Dwa ostatnie mecze musi wygrać, ale nawet to nie gwarantuje mu wyprzedzenia Milanu, któremu do scudetto wystarczą 3 punkty. Ma lepszy bilans bezpośrednich spotkań. Inter gra o trzy korony, na razie ma jedną, dzisiaj może zdobyć drugą, a trzecia jest najmniej pewna. Jeśli zostanie mistrzem będzie to jego 20. tytuł i przy logo klubu pojawi się druga gwiazdka.

Inter w finale zagra po raz 14., zdobył puchar siedmiokrotnie, po raz ostatni w 2011 roku. To był koniec znakomitego okresu, który uwieńczony został rok wcześniej wygraniem Ligi Mistrzów. Potem nastąpiła czas panowania Juventusu, jednak w dobie pandemii się skończył. Serię 9 tytułów przerwał Inter w 2021 roku, w tym roku pozbawił go Superpucharu i teraz kolej na Coppa Italia. Juventus w lidze nie ma już o co grać, miejsce w następnej edycji Ligi Mistrzów sobie zapewnił i może skupić się na finale pucharu. Jeśli go obroni, przynajmniej trochę uratuje sezon. Jest rekordzistą tych rozgrywek zarówno pod względem występów w finale (21), jak i triumfów (14).

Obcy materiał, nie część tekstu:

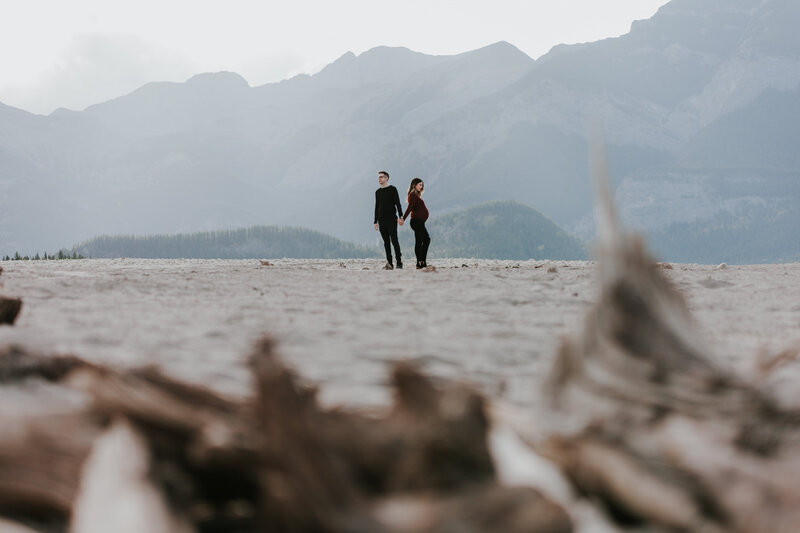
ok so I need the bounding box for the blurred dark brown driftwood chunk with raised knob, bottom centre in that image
[319,363,495,495]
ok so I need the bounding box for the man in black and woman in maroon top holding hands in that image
[374,170,431,270]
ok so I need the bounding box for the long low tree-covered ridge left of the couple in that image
[75,226,376,259]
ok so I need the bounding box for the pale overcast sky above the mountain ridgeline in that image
[0,0,667,114]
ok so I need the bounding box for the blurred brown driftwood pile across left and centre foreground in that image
[0,340,572,533]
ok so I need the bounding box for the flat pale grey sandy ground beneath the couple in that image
[0,259,800,406]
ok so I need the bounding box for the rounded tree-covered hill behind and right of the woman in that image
[400,201,587,261]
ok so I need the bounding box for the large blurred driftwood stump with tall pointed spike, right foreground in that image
[538,144,800,533]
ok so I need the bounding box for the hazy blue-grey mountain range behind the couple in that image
[0,0,800,262]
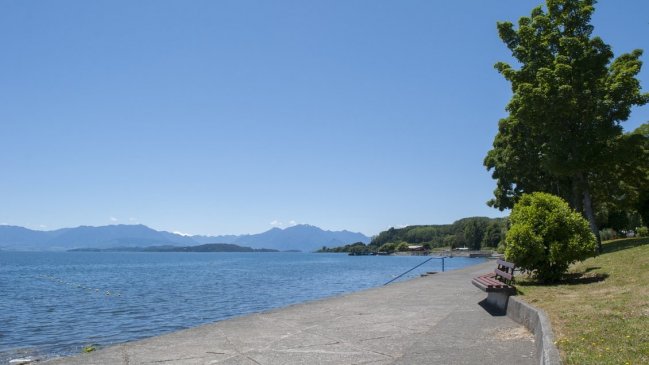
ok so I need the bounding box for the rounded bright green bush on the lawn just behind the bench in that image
[505,193,596,282]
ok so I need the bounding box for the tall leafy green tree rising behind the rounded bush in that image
[484,0,649,250]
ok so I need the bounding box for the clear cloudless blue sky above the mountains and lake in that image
[0,0,649,235]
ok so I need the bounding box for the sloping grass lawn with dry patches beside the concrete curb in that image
[517,238,649,364]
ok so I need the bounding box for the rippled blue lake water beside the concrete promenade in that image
[0,252,484,364]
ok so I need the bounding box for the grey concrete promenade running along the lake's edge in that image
[46,262,538,365]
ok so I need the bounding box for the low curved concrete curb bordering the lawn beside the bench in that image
[507,297,561,365]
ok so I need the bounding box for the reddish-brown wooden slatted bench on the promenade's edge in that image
[471,259,516,311]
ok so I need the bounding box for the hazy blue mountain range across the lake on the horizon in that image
[0,224,370,252]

W turyńskim klubie sądzono, że pozyskanie z Fiorentiny znakomitego strzelca Duszana Vlahovicia bardzo wzmocni siłę uderzeniową. Tak się nie stało i włoscy komentatorzy doszukują się teraz przyczyny. Początek miał przecież udany, nie widać było problemów z aklimatyzacją, a jednak maszynka do strzelania goli się zacięła. Dla Fiorentiny Vlahović zdobył 17 bramek w lidze, dla Juventusu tylko 6. W półfinale Juventus grał z Fiorentiną i w obu meczach Vlahović krzywdy byłym kolegom nie zrobił. Wszystkie 3 gole, jakie uzyskał w tym sezonie w Coppa Italia, były dla Fiorentiny. Może w finale się odblokuje? Jeśli zdobędzie gola, zostanie najlepszym strzelcem tej edycji rozgrywek. Na razie pozycję lidera dzieli z Krzysztofem Piątkiem, który miał być jego następcą w Fiorentinie i tak jak Vlahović z Juventusie tylko dobrze zaczął. Po 3 bramki mają jeszcze: Olivier Giroud (Milan), Nedim Bajrami (Empoli) i Leonardo Mancuso (Monza).


Na zdjęciu: Piłkarze Interu w styczniu zdobyli Superpuchar odbierając go Juventusowi. Teraz mogą to zrobić z Pucharem Włoch.